Network discovery rules allow you to tailor the information discovered for your network map to include only the specific data you want. Rules in your network discovery policy are evaluated sequentially. You can create rules with overlapping monitoring criteria, but doing so may affect your system performance.

When you exclude a host or a network from monitoring, the host or network does not appear in the network map and no events are reported for it. However, when the host discovery rules for the local IP are disabled, the detection engine instances are impacted by a higher processing load, as it builds data from each flow afresh rather than using the existing host data.

We recommend that you exclude load balancers (or specific ports on load balancers) and NAT devices from monitoring. These devices may create excessive and misleading events, filling the database and overloading the management center. For example, a monitored NAT device might exhibit multiple updates of its operating system in a short period of time. If you know the IP addresses of your load balancers and NAT devices, you can exclude them from monitoring.

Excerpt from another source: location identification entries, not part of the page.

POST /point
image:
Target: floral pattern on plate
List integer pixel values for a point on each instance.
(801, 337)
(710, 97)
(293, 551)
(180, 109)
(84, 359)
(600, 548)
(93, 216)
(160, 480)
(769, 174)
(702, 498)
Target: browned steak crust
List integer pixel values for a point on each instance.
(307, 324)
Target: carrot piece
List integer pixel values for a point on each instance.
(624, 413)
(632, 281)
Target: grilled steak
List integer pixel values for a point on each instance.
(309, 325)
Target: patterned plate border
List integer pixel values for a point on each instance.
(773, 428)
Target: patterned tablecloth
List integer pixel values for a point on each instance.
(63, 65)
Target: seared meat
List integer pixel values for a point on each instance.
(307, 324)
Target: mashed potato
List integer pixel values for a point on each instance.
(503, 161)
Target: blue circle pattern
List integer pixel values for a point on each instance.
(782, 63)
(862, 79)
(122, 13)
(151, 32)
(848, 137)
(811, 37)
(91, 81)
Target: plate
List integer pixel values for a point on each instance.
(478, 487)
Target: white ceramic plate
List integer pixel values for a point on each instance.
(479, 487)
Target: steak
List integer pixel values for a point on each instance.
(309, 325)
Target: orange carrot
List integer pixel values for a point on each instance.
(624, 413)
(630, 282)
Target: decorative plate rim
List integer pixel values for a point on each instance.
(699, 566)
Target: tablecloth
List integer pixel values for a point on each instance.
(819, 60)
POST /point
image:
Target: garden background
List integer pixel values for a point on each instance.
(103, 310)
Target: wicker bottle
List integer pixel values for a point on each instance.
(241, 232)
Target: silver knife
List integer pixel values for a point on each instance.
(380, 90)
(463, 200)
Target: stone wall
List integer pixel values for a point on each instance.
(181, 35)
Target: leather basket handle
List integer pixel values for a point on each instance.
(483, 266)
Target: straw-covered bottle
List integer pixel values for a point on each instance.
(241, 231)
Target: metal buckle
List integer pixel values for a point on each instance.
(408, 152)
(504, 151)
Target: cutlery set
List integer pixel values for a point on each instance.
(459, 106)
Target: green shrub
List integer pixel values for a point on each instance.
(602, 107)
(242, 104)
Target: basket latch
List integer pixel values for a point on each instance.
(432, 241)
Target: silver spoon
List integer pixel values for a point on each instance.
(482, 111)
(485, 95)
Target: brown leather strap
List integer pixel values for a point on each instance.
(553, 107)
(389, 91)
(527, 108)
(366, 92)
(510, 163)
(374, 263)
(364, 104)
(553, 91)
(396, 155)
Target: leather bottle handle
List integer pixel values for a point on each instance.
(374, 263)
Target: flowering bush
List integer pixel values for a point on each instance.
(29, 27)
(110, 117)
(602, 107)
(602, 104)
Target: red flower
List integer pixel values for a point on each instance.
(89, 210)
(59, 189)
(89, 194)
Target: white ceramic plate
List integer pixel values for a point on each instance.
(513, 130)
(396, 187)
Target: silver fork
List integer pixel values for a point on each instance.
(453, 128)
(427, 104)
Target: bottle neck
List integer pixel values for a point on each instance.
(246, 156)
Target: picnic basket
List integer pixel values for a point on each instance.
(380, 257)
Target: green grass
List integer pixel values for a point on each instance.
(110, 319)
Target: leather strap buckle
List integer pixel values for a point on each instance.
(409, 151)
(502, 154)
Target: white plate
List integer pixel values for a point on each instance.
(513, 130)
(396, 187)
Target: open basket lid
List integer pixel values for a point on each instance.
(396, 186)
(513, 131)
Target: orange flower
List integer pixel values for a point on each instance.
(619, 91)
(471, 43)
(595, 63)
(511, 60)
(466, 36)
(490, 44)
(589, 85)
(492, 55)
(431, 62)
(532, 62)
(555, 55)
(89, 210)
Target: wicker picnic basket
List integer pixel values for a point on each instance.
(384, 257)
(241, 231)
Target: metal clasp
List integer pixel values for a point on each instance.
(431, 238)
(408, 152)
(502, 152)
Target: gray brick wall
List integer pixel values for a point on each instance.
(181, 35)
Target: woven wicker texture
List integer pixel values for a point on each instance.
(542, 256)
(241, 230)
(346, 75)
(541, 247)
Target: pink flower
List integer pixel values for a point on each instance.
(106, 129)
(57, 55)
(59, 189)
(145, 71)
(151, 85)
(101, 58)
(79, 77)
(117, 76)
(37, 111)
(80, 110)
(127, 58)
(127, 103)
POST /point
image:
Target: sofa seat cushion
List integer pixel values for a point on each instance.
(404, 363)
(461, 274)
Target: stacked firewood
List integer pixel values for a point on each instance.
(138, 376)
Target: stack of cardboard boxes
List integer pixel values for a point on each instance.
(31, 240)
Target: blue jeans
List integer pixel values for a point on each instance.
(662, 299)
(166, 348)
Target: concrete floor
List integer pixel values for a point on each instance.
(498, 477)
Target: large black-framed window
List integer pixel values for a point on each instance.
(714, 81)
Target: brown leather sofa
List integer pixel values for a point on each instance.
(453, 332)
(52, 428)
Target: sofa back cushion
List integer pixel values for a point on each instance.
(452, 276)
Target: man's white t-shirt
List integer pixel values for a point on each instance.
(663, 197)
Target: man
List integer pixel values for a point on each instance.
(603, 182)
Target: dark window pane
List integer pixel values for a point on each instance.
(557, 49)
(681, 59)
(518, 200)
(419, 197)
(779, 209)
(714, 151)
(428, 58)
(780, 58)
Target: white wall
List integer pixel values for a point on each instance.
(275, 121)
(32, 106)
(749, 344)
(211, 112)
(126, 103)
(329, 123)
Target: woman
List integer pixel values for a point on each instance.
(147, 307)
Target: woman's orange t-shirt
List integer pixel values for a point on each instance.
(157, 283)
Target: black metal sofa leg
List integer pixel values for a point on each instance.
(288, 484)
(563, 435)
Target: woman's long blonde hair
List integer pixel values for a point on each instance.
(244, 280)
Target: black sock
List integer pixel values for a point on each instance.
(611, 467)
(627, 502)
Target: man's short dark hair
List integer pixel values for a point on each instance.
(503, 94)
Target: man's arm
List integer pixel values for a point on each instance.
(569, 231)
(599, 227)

In addition, if you need to create a custom server fingerprint, you should temporarily exclude from monitoring the IP address that you are using to communicate with the host you are fingerprinting. Otherwise, the network map and discovery event views will be cluttered with inaccurate information about the host represented by that IP address. After you create the fingerprint, you can configure your policy to monitor that IP address again.

Cisco also recommends that you not monitor the same network segment with NetFlow exporters and managed devices. Although ideally you should configure your network discovery policy with non-overlapping rules, the system does drop duplicate connection logs generated by managed devices. However, you cannot drop duplicate connection logs for connections detected by both a managed device and a NetFlow exporter.